Just who are we? We think of ourselves as individuals, as persons, as human beings. We think of ourselves as having many parts and many dimensions. We think of ourselves as reasonable, or emotional, or spiritual, or physical. We think of ourselves as being in relationships with others. We think of ourselves as a complex whole.
That says we are, indeed, many-faceted, but all this has no unity. When we try to put it together, we can’t. There’s too much there to unify. We can, however, determine who we are in a different way. We can say, “I have an ultimate core identity as my “Self.” We can try to determine what is my “Self.” The process may go something like this.
The Self as the Renaissance Man or Woman
During the summer after my first year in college, I read Jefferson the Virginian. This book is a classic biography of Thomas Jefferson’s first forty years and the first in a six-volume series by the pre-eminent Jefferson scholar Dumas Malone. I realized that Thomas Jefferson was the epitome of what one could become. Jefferson represented the ideal of the Renaissance Man. Jefferson became my own ideal of what I wanted to be, as much as I could.
The Renaissance Man or Woman as Ideals
Actually, Jefferson far exceeded the ideal. The Renaissance Man could dance and write poetry and woo women, but also fight well, serve his feudal lord faithfully, and develop at least one or two other talents or abilities. Engineering or diplomacy would do nicely. Being a first-rate general who could also write love poems, appreciate a fine painting, and play a musical instrument would do quite well.
No one has said much about the Renaissance Woman, but Renaissance Women there were. The best of them was Isabella d’Este (1474-1539), who ran her husband’s Italian city-state of Mantua while he was absent fighting wars. Even Lucretia Borgia (1480-1519), the illegitimate daughter of Pope Alexander VI and a pawn in her father’s and brother’s political manipulations, held her own quite well as a true Renaissance duchess presiding over a cultured court in Ferrara.

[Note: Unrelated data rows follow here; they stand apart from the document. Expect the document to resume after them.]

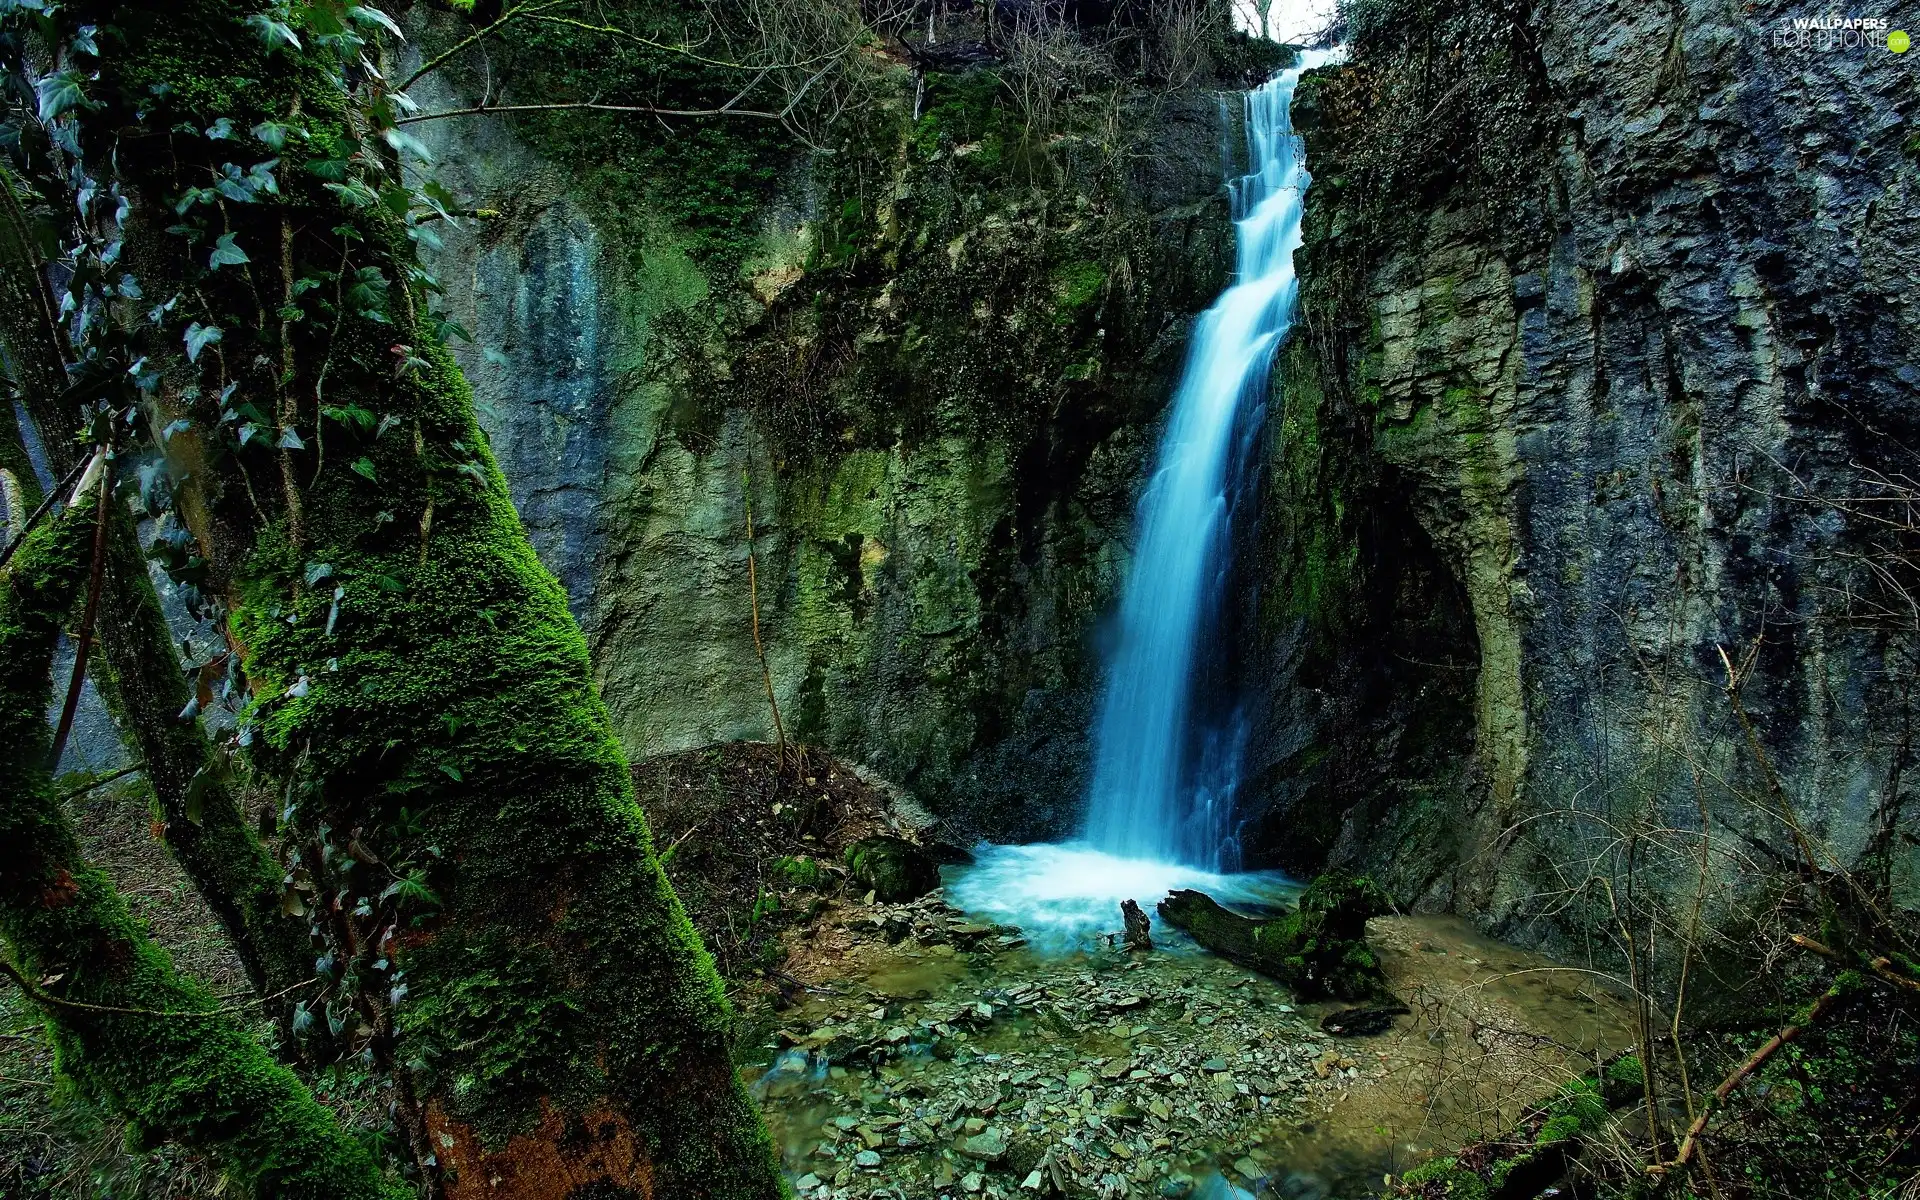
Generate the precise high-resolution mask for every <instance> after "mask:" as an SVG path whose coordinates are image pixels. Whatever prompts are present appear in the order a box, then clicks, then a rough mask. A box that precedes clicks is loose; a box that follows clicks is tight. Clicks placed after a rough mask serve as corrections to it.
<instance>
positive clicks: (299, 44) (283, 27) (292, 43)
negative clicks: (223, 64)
mask: <svg viewBox="0 0 1920 1200" xmlns="http://www.w3.org/2000/svg"><path fill="white" fill-rule="evenodd" d="M246 27H248V29H252V31H253V33H257V35H259V40H263V42H267V46H288V48H292V50H300V38H298V36H294V29H292V27H290V25H286V21H275V19H273V17H269V15H267V13H253V15H252V17H248V19H246Z"/></svg>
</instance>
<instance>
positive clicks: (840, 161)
mask: <svg viewBox="0 0 1920 1200" xmlns="http://www.w3.org/2000/svg"><path fill="white" fill-rule="evenodd" d="M1354 13H1356V29H1354V56H1352V61H1350V63H1348V65H1344V67H1338V69H1327V71H1319V73H1315V75H1311V77H1309V79H1308V81H1306V83H1304V84H1302V90H1300V98H1298V100H1296V125H1298V127H1300V129H1304V131H1306V132H1308V159H1309V165H1311V169H1313V175H1315V184H1313V190H1311V192H1309V198H1308V246H1306V250H1304V252H1302V255H1300V269H1302V280H1304V292H1302V305H1304V313H1302V323H1300V326H1298V328H1296V334H1294V338H1292V342H1290V344H1288V348H1286V349H1284V353H1283V361H1281V369H1279V371H1277V380H1275V397H1273V405H1271V407H1269V411H1271V417H1269V426H1271V461H1269V468H1267V470H1265V484H1263V486H1265V490H1267V503H1265V515H1263V518H1261V520H1260V522H1258V524H1256V526H1252V528H1250V530H1246V532H1244V541H1242V547H1240V551H1238V553H1240V564H1242V566H1240V568H1242V570H1244V572H1246V574H1248V580H1250V586H1248V588H1246V607H1248V612H1246V616H1248V620H1250V628H1254V630H1258V636H1254V637H1252V639H1250V641H1248V645H1246V653H1244V655H1242V662H1240V666H1242V682H1244V684H1246V685H1250V687H1252V689H1254V691H1256V693H1258V699H1260V705H1258V708H1260V728H1258V735H1256V739H1254V747H1252V751H1250V755H1252V776H1250V781H1248V783H1246V791H1244V795H1242V816H1244V818H1246V828H1244V829H1242V843H1244V847H1246V851H1248V858H1250V862H1269V864H1281V866H1286V868H1290V870H1294V872H1300V874H1308V872H1313V870H1317V868H1321V866H1323V864H1327V862H1350V864H1359V866H1365V868H1369V870H1373V872H1377V874H1379V876H1380V877H1382V879H1386V881H1388V883H1390V887H1392V889H1394V891H1396V893H1398V895H1400V899H1402V900H1413V902H1421V904H1428V906H1455V908H1463V910H1473V912H1482V914H1490V916H1492V918H1494V920H1503V922H1507V924H1509V925H1511V924H1513V922H1519V920H1523V918H1526V916H1530V914H1534V912H1538V910H1540V908H1542V906H1544V904H1542V902H1540V900H1538V899H1530V897H1540V895H1544V893H1553V891H1565V889H1569V887H1574V883H1578V881H1580V879H1590V877H1592V874H1590V872H1588V868H1586V866H1582V868H1580V870H1578V872H1572V874H1569V872H1571V870H1572V868H1571V866H1569V864H1592V862H1596V860H1603V858H1607V854H1611V852H1615V849H1617V847H1619V845H1620V843H1619V837H1620V831H1622V829H1645V831H1668V833H1672V831H1682V833H1684V831H1686V829H1699V828H1701V824H1703V822H1705V826H1707V829H1709V831H1711V833H1713V835H1715V837H1716V839H1722V837H1724V839H1728V841H1730V843H1736V845H1747V843H1741V839H1751V843H1753V845H1768V847H1776V845H1778V835H1780V824H1782V822H1780V814H1782V801H1780V799H1778V797H1786V808H1788V810H1791V812H1793V814H1795V818H1797V820H1799V822H1803V824H1805V828H1807V829H1809V831H1811V833H1812V835H1814V837H1816V839H1820V845H1822V847H1826V849H1830V851H1832V854H1834V860H1836V862H1859V860H1860V858H1872V856H1880V858H1882V860H1889V858H1899V856H1901V854H1905V852H1908V851H1910V839H1907V841H1903V837H1901V828H1903V822H1907V824H1910V822H1908V818H1907V816H1905V814H1903V806H1901V803H1899V801H1901V797H1903V795H1905V760H1907V756H1908V735H1907V730H1908V728H1910V703H1908V695H1907V691H1908V689H1907V684H1905V682H1907V680H1908V678H1910V674H1912V672H1910V651H1912V632H1914V622H1912V616H1910V612H1912V607H1910V605H1905V607H1903V603H1905V599H1903V593H1901V584H1903V582H1905V576H1903V574H1901V572H1903V570H1905V568H1903V566H1899V563H1897V557H1889V555H1887V553H1885V551H1887V549H1889V545H1891V547H1893V549H1899V547H1903V545H1905V541H1903V540H1905V538H1907V534H1905V530H1901V528H1893V526H1885V524H1876V522H1878V520H1882V518H1885V516H1895V518H1899V516H1903V513H1901V511H1897V505H1887V503H1882V501H1884V499H1885V497H1887V495H1889V492H1887V490H1885V488H1882V486H1880V484H1876V478H1880V476H1912V474H1916V472H1914V470H1912V465H1910V449H1908V447H1914V445H1920V430H1916V424H1920V392H1916V388H1920V374H1916V371H1920V367H1916V365H1914V351H1916V340H1920V323H1916V311H1914V301H1912V298H1910V288H1908V286H1907V280H1910V278H1914V276H1916V267H1920V261H1916V257H1920V244H1916V238H1914V232H1916V221H1920V198H1916V194H1914V184H1916V175H1914V173H1916V154H1920V142H1916V140H1914V136H1912V132H1910V129H1912V117H1914V106H1916V90H1914V86H1912V83H1914V71H1916V69H1920V60H1910V58H1899V56H1891V54H1889V52H1887V50H1885V46H1884V44H1876V46H1870V48H1859V46H1853V48H1837V50H1820V48H1812V46H1809V48H1799V46H1784V44H1776V36H1774V31H1776V29H1780V27H1784V23H1788V21H1791V17H1795V15H1812V13H1811V12H1809V13H1801V12H1797V10H1793V8H1791V6H1759V8H1753V10H1751V12H1749V10H1747V8H1736V6H1730V4H1707V2H1703V4H1693V6H1676V8H1672V10H1659V12H1653V10H1644V8H1636V6H1626V4H1619V2H1615V0H1576V2H1567V4H1559V2H1555V4H1551V6H1542V8H1530V6H1526V4H1507V2H1503V0H1501V2H1496V0H1440V2H1434V0H1419V2H1413V0H1373V2H1369V4H1359V6H1356V8H1354ZM893 79H895V86H893V90H891V92H889V98H887V100H885V104H881V106H879V108H877V109H876V111H874V113H872V117H870V119H866V121H864V123H862V134H860V138H862V142H860V146H856V148H852V146H849V148H843V152H841V154H835V156H826V154H791V152H783V150H768V146H770V142H766V140H760V142H753V140H747V142H730V140H726V138H730V136H732V134H697V136H701V138H712V146H710V148H708V150H705V152H703V154H712V156H720V157H722V159H726V161H728V163H730V167H728V169H730V171H733V173H735V175H733V177H737V179H760V180H762V182H760V184H756V186H758V188H760V190H758V192H755V196H749V198H747V200H743V202H737V205H735V207H737V209H739V211H745V213H749V217H751V219H747V221H745V223H743V225H739V223H737V227H739V228H743V230H745V232H739V234H737V236H733V240H732V244H730V246H732V250H730V252H726V253H716V252H714V242H712V238H708V236H703V234H701V230H699V219H689V217H687V213H689V204H687V202H685V198H680V200H676V198H674V196H668V194H662V192H660V188H659V186H657V184H645V186H643V184H641V182H636V180H639V179H641V177H639V175H620V173H618V171H616V169H609V167H607V163H609V161H614V159H616V157H618V156H616V154H614V152H612V150H607V146H612V144H614V142H616V138H618V136H624V134H622V132H620V131H618V129H616V127H595V129H599V132H591V131H589V132H588V134H574V136H572V140H564V138H563V140H561V144H559V146H555V144H553V142H555V138H553V136H551V127H547V129H545V132H543V134H541V136H534V132H540V131H534V132H530V131H528V129H526V127H511V129H509V127H507V125H501V123H495V121H493V119H470V121H459V123H453V121H449V123H444V125H430V127H422V129H432V131H434V132H436V136H438V138H440V142H438V148H440V150H442V163H444V175H445V177H447V179H449V182H451V184H453V186H455V192H459V194H463V196H468V198H472V200H474V204H476V205H480V207H486V209H497V213H495V215H493V217H490V219H484V221H472V223H467V225H465V228H463V230H457V232H453V234H451V236H449V238H447V244H445V248H444V250H442V252H440V257H438V263H436V267H438V275H440V278H442V282H444V284H445V286H447V303H449V309H451V313H453V315H455V317H457V319H459V321H463V323H465V324H467V326H468V328H472V330H474V334H476V342H474V346H472V348H467V349H465V351H463V353H465V365H467V369H468V374H470V378H472V380H474V384H476V390H478V394H480V405H482V413H484V419H486V422H488V428H490V432H492V436H493V444H495V451H497V453H499V457H501V463H503V465H505V468H507V474H509V478H511V480H513V486H515V495H516V499H518V503H520V507H522V515H524V518H526V522H528V526H530V528H532V532H534V538H536V543H538V545H540V549H541V553H543V555H545V559H547V563H549V566H553V568H555V572H557V574H559V576H561V578H563V580H564V584H566V588H568V593H570V597H572V603H574V609H576V612H578V616H580V618H582V622H584V624H586V626H588V630H589V637H591V641H593V649H595V660H597V662H599V672H601V680H603V687H605V693H607V699H609V705H611V707H612V708H614V714H616V722H618V726H620V732H622V737H624V741H626V747H628V751H630V753H634V755H637V756H643V755H653V753H660V751H676V749H685V747H693V745H703V743H712V741H728V739H768V737H772V733H774V730H772V720H770V710H768V705H766V699H764V695H762V680H760V660H758V657H756V653H755V643H753V632H751V620H753V605H751V599H749V584H747V513H745V507H747V505H745V501H747V497H749V493H751V499H753V520H755V532H753V547H755V559H756V568H758V614H760V626H762V634H764V639H766V647H768V668H770V674H772V680H774V691H776V695H778V701H780V710H781V714H783V718H785V724H787V728H789V733H791V735H795V737H799V739H804V741H810V743H820V745H828V747H831V749H835V751H837V753H841V755H845V756H849V758H854V760H858V762H864V764H868V766H870V768H874V770H877V772H881V774H883V776H887V778H891V780H895V781H899V783H902V785H906V787H908V789H910V791H914V793H916V795H918V797H920V799H924V801H927V803H929V806H933V808H935V810H937V812H941V814H943V816H947V818H948V820H950V822H952V826H954V831H956V833H958V835H962V837H964V835H991V837H995V839H1027V837H1044V835H1058V833H1062V831H1064V829H1068V828H1071V824H1073V820H1075V816H1077V808H1079V803H1081V793H1083V783H1085V770H1087V728H1089V720H1091V707H1092V689H1094V685H1096V666H1098V651H1100V636H1102V628H1100V622H1102V614H1104V612H1108V611H1110V609H1112V601H1114V595H1116V589H1117V584H1119V578H1121V572H1123V564H1125V553H1127V551H1125V543H1127V536H1129V530H1131V522H1133V503H1135V497H1137V493H1139V486H1140V478H1142V474H1144V468H1146V455H1148V453H1150V449H1152V444H1154V436H1156V426H1158V419H1160V415H1162V409H1164V405H1165V397H1167V394H1169V388H1171V384H1173V376H1175V372H1177V369H1179V361H1181V353H1183V342H1185V330H1187V324H1188V321H1190V317H1192V315H1194V313H1196V311H1200V309H1202V307H1206V305H1208V303H1210V301H1212V298H1213V296H1215V292H1217V290H1219V288H1221V284H1223V282H1225V273H1227V269H1229V265H1231V236H1233V234H1231V225H1229V221H1227V205H1225V198H1223V194H1221V184H1223V180H1225V177H1227V175H1231V173H1233V169H1235V167H1233V163H1231V159H1233V157H1236V144H1238V132H1236V131H1235V129H1233V115H1235V113H1236V111H1238V104H1235V102H1231V100H1229V98H1221V96H1217V94H1206V92H1179V94H1158V96H1152V94H1140V96H1133V98H1131V100H1129V108H1125V109H1123V111H1119V109H1116V113H1110V117H1108V119H1106V123H1104V129H1106V132H1100V131H1098V129H1094V127H1091V125H1081V127H1079V129H1077V131H1071V132H1060V131H1056V132H1052V134H1048V136H1046V138H1041V142H1043V146H1039V148H1037V146H1035V138H1033V136H1031V131H1029V134H1027V136H1023V134H1021V129H1020V121H1018V117H1016V115H1014V113H1012V111H1010V108H1008V104H1006V98H1004V96H1002V94H1000V92H998V90H996V88H995V83H993V77H991V75H987V73H979V71H972V73H970V71H952V73H929V75H927V88H925V92H924V94H922V96H920V98H918V104H920V115H918V117H916V115H914V111H912V109H914V104H916V96H914V83H912V79H910V75H908V71H904V69H899V71H897V75H895V77H893ZM597 138H607V146H603V144H601V142H599V140H597ZM534 144H538V146H540V152H538V154H536V150H534V148H532V146H534ZM714 146H716V148H718V150H714ZM741 146H745V148H747V150H745V152H743V150H741ZM743 154H745V157H743ZM728 156H732V157H728ZM701 161H707V159H701ZM714 161H718V159H714ZM741 163H745V165H741ZM653 177H655V179H657V177H659V169H657V165H655V169H653ZM703 177H705V169H703ZM708 200H710V198H708ZM735 200H737V198H735ZM703 204H705V202H703ZM693 211H695V217H697V215H699V211H705V209H701V207H699V205H693ZM1882 482H1884V480H1882ZM1837 497H1855V499H1859V497H1868V501H1866V503H1853V501H1839V503H1836V501H1837ZM1876 497H1878V499H1876ZM1889 563H1891V570H1885V568H1887V566H1889ZM1722 651H1724V659H1722ZM1728 666H1732V668H1734V670H1736V672H1740V682H1741V685H1740V689H1738V705H1736V703H1734V699H1730V697H1728V695H1726V689H1724V684H1726V680H1728ZM1743 718H1745V722H1747V724H1751V728H1753V737H1751V739H1749V737H1747V732H1745V730H1743V728H1741V720H1743ZM1770 774H1776V776H1778V783H1780V791H1778V795H1776V793H1774V789H1772V780H1770ZM1668 841H1670V839H1668ZM1901 847H1908V851H1903V849H1901ZM1749 849H1751V847H1749ZM1755 852H1761V851H1755ZM1693 870H1695V866H1693V858H1690V856H1686V854H1678V856H1670V860H1668V862H1663V864H1661V866H1659V868H1657V872H1667V876H1670V877H1672V879H1680V877H1690V876H1692V872H1693ZM1582 872H1588V874H1582ZM1574 876H1578V879H1574Z"/></svg>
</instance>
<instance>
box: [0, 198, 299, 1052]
mask: <svg viewBox="0 0 1920 1200" xmlns="http://www.w3.org/2000/svg"><path fill="white" fill-rule="evenodd" d="M42 269H44V263H42V261H40V257H38V252H36V250H35V238H33V234H31V230H29V225H27V217H25V211H23V209H21V204H19V198H17V196H15V190H13V180H12V179H10V177H8V175H6V173H4V171H0V340H4V344H6V351H8V365H10V369H12V371H10V374H12V376H13V382H15V384H17V386H19V390H21V396H23V397H25V399H27V409H29V413H31V417H33V420H35V424H36V426H38V434H40V444H42V447H44V451H46V461H48V467H50V468H52V472H54V476H56V478H60V476H65V474H67V472H69V470H73V468H75V467H77V465H79V444H77V442H75V440H73V432H75V430H79V428H81V426H84V424H86V413H83V411H81V409H79V407H77V405H71V403H63V401H61V396H63V392H65V390H67V374H69V372H67V359H69V353H67V348H65V340H63V336H61V334H60V328H58V326H56V324H54V319H52V307H50V305H48V301H46V288H44V286H42ZM10 419H12V417H10ZM96 626H98V636H100V643H102V645H100V649H102V653H100V657H98V659H96V660H94V666H96V670H94V682H96V685H98V687H100V695H102V699H104V701H106V705H108V710H109V712H111V714H113V720H115V722H117V724H119V728H121V732H123V733H125V735H127V737H129V741H131V743H132V749H134V753H136V755H138V756H140V762H142V774H144V776H146V780H148V785H150V787H152V789H154V804H156V808H157V810H159V818H161V828H163V831H165V841H167V849H169V851H171V852H173V856H175V860H177V862H179V864H180V870H182V872H184V874H186V877H188V879H190V881H192V883H194V889H196V891H198V893H200V897H202V899H204V900H205V902H207V908H209V910H213V916H215V918H217V920H219V922H221V927H223V929H225V931H227V937H228V941H230V943H232V947H234V952H236V954H238V958H240V964H242V966H244V968H246V973H248V981H250V983H252V985H253V991H255V993H257V995H261V996H280V995H284V993H286V991H288V989H292V987H296V985H298V983H301V981H303V979H311V977H313V950H311V948H309V943H307V931H305V927H303V925H301V924H296V922H292V920H288V918H286V914H284V912H282V908H280V897H282V885H280V877H282V874H284V872H282V870H280V868H278V866H276V864H275V862H273V856H271V854H269V852H267V849H265V847H263V845H261V843H259V839H257V837H255V835H253V829H252V828H250V826H248V822H246V816H244V814H242V810H240V804H238V801H236V797H234V789H232V783H230V778H228V774H227V770H225V762H223V760H219V758H217V756H215V755H213V745H211V743H209V741H207V735H205V730H204V728H202V724H200V720H198V718H194V716H186V718H182V712H186V708H188V705H190V701H192V699H194V689H192V685H190V684H188V680H186V676H184V674H182V672H180V660H179V657H177V655H175V651H173V632H171V630H169V628H167V618H165V616H163V612H161V609H159V597H157V595H156V593H154V582H152V578H150V576H148V568H146V555H144V553H142V551H140V538H138V530H136V528H134V522H132V516H131V515H129V513H127V509H125V505H119V503H115V505H111V511H109V515H108V559H106V588H104V591H102V595H100V618H98V622H96ZM290 1004H292V1000H290V998H280V1000H275V1004H273V1006H271V1008H273V1010H275V1012H276V1014H282V1016H284V1012H286V1010H288V1006H290Z"/></svg>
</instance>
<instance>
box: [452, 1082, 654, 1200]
mask: <svg viewBox="0 0 1920 1200" xmlns="http://www.w3.org/2000/svg"><path fill="white" fill-rule="evenodd" d="M426 1137H428V1140H430V1142H432V1148H434V1154H438V1156H440V1165H442V1169H444V1171H445V1190H447V1200H482V1198H486V1200H566V1198H568V1196H572V1194H576V1192H580V1190H582V1188H589V1187H591V1192H588V1194H597V1196H609V1194H616V1196H634V1198H636V1200H653V1162H651V1160H649V1158H647V1152H645V1150H643V1148H641V1142H639V1139H636V1137H634V1127H632V1123H630V1121H628V1119H626V1116H624V1114H622V1112H620V1110H618V1108H614V1106H612V1102H609V1100H599V1102H595V1104H593V1106H591V1108H588V1110H586V1112H578V1114H568V1112H561V1110H559V1108H555V1106H553V1102H551V1100H541V1102H540V1125H536V1127H534V1129H532V1131H530V1133H516V1135H513V1137H511V1139H507V1144H505V1146H501V1148H497V1150H488V1148H486V1146H482V1144H480V1137H478V1135H476V1133H474V1129H472V1125H463V1123H459V1121H453V1119H451V1117H447V1112H445V1108H444V1106H442V1104H440V1100H434V1102H432V1104H428V1106H426Z"/></svg>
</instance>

Jefferson as the Renaissance Ideal
Jefferson himself was born into the landed gentry of Colonial Virginia. It was expected that he would be a leader of the colony and of society. He was extremely bright. His intellectual curiosity was endless. Somewhat shy initially, in time he could hold court at the dinner table with the best of them. He was also endlessly creative and a detailed record-keeper and problem-solver.

Freud Zoomed
My first concept of "Self"

In the fullness of time he developed his talents as a farmer, an architect, a practical engineer, a surveyor, an intellectual, a political philosopher, a politician, a diplomat, the draftsman for some of America’s greatest political documents, an ambassador, a founder of a political party, a secretary of state, President of the United States, and senior statesman. He died on the same day as John Adams, July 4, 1826 at the age of 83.